PHILADELPHIA (AP) _ Comcast Corp. and Sony Pictures Entertainment will unveil a new horror and thriller network this Halloween through video-on-demand, the first collaboration between the two companies under a deal to create new cable channels.

The as-yet-unnamed channel, to be announced Monday at National Cable & Television Association's annual The National Show conference in Atlanta, will feature over 1,000 horror and thriller movies and TV shows from the Sony/MGM libraries including ``Silence of the Lambs,'' ``I Know What You Did Last Summer,'' and ``Panic Room.''

The channel, to be offered free to digital subscribers, will feature at least 20 films and some TV series, comprising 40 to 70-plus hours of programming.
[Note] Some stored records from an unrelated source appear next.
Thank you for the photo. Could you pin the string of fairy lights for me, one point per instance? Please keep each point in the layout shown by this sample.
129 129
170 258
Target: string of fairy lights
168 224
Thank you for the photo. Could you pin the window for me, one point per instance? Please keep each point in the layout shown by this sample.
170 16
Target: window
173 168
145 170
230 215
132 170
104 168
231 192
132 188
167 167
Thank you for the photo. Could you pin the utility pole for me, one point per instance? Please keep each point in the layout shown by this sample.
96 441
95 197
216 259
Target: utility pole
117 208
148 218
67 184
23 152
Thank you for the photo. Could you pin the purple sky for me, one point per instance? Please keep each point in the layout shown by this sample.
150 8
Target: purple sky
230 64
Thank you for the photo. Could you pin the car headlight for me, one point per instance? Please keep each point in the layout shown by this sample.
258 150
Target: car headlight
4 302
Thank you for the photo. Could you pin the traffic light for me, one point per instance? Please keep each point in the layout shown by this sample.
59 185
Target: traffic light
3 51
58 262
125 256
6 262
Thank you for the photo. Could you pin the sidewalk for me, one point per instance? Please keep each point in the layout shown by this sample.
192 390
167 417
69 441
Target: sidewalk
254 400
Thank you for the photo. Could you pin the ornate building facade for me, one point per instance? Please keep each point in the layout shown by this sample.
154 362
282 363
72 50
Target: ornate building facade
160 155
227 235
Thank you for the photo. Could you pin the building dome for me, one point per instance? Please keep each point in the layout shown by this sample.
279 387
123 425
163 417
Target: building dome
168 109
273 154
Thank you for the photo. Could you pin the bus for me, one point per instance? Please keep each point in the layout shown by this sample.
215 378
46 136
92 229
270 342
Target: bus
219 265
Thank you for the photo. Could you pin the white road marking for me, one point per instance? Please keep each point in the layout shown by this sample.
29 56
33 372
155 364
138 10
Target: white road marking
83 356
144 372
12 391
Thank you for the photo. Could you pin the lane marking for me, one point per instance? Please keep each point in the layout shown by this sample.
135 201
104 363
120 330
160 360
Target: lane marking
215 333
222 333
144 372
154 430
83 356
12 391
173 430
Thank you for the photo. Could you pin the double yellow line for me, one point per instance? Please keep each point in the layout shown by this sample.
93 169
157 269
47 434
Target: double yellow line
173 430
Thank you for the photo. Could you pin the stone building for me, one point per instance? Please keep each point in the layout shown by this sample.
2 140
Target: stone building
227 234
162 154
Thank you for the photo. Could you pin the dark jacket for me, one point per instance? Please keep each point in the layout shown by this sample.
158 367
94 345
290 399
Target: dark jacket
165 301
A quarter of the content will be changed every two weeks.

The channel will be supported by advertising targeting the highly desirable youth-to-young-professional market. Ad revenue will be shared by Comcast and Sony Pictures of Culver City, Calif.

``It really appeals very strongly to a fan base of 18- to 34-year-olds,'' said Diane Robina, president of emerging networks at Philadelphia-based Comcast. ``When you're looking at a platform like this, you want to appeal to a passionate and loyal audience.''

The two companies said the cable channel will be the first dedicated to the horror and thriller genre. Comcast, the nation's largest cable operator with more than 21 million customers, said 20 percent of feature films released by major studios in 2005 were part of the genre. A third of those movies topped the box office on their debut.
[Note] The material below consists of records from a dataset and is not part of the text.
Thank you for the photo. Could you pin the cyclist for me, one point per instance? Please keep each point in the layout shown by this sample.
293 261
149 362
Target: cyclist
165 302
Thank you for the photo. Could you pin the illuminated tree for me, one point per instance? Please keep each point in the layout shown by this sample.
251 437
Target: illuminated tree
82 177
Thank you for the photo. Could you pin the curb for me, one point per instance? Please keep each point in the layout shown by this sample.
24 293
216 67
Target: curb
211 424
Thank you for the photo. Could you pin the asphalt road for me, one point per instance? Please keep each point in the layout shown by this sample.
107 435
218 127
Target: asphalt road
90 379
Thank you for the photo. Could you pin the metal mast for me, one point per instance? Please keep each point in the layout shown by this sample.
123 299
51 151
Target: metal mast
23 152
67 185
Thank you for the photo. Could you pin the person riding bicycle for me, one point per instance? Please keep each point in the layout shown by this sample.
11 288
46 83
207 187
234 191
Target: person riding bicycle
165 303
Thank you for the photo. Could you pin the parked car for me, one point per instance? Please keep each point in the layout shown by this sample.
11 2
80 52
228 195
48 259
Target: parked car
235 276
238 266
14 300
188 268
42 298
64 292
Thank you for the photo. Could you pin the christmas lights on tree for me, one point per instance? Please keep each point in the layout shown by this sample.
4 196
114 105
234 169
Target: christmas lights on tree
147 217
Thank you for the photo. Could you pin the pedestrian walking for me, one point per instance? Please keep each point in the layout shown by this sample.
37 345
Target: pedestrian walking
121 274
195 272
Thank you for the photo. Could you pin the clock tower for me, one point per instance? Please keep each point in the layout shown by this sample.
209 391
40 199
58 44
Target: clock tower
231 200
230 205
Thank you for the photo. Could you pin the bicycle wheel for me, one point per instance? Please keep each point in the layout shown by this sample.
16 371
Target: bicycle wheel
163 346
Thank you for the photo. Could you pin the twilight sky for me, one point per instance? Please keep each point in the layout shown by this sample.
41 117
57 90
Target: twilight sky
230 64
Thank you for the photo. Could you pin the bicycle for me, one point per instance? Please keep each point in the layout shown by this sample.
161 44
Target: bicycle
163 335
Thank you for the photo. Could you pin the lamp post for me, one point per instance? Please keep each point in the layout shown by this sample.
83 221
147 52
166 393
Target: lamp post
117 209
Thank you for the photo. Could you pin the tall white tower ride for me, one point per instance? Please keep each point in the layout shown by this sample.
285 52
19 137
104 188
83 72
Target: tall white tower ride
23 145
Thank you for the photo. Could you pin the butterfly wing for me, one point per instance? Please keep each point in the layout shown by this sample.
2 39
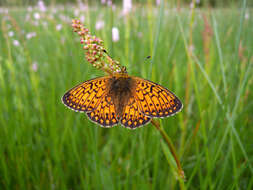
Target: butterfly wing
104 114
154 100
132 117
86 96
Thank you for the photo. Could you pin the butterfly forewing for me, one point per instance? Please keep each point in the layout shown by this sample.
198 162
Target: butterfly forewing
154 100
87 95
132 117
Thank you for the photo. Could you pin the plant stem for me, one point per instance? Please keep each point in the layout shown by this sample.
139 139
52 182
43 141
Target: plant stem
171 147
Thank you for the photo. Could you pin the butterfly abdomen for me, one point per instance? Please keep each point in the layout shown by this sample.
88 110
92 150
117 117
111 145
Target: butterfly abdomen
120 89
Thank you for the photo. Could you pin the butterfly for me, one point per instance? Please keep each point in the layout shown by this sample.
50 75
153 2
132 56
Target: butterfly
122 99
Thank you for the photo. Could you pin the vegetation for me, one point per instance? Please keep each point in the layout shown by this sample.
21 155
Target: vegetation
203 56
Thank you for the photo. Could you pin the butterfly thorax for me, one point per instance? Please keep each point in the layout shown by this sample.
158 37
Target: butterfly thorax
121 87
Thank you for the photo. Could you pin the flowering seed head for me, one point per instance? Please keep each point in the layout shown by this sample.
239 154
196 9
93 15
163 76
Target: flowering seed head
94 49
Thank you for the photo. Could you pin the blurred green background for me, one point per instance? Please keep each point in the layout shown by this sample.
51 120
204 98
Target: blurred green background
203 55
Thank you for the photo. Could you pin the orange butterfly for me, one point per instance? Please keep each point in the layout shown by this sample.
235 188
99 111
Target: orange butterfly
120 98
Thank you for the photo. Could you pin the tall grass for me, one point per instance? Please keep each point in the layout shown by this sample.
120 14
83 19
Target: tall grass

Comcast made a decision to offer the channel through video-on-demand to keep subscribers from switching to satellite TV, which cannot duplicate the service. With the on-demand service, digital subscribers can watch a library of films, TV shows and other content whenever they want.

While Comcast has developed other channels exclusively for the on-demand service, such as ExerciseTV, subscribers prefer to watch movies and TV shows of premium channels such as HBO and Cinemax. Officials say that's how cable can keep customers from jumping ship. Other programs, they say, are helpful, but not dealmakers.

``The real glue is premium on-demand,'' said Bruce Leichtman, president of the Leichtman Research Group in Durham, N.H. ``Nearly half of all viewing is movies and series.''

However, cable companies still face the challenge of getting Hollywood content more quickly after it is released. Comcast and Sony said the new channel will not shorten the window for delivery.

The new network will be supported by online content including exclusive outtakes, music downloads and behind-the-scenes footage. Comcast later plans to add a wireless dimension, offering horror ring-tones, sound effects and other mobile features.

The new channel is one of several expected under a 2004 Comcast-Sony agreement, which called for the creation of new cable channels using Sony and MGM content and cemented a distribution deal. The Sony and MGM libraries comprise 7,500 movies and 150,000 TV episodes.

The agreement came in the same month that Sony Corp. led a group to acquire Metro-Goldwyn-Mayer Inc. for nearly $5 billion, including debt. Comcast was part of the group, investing $300 million.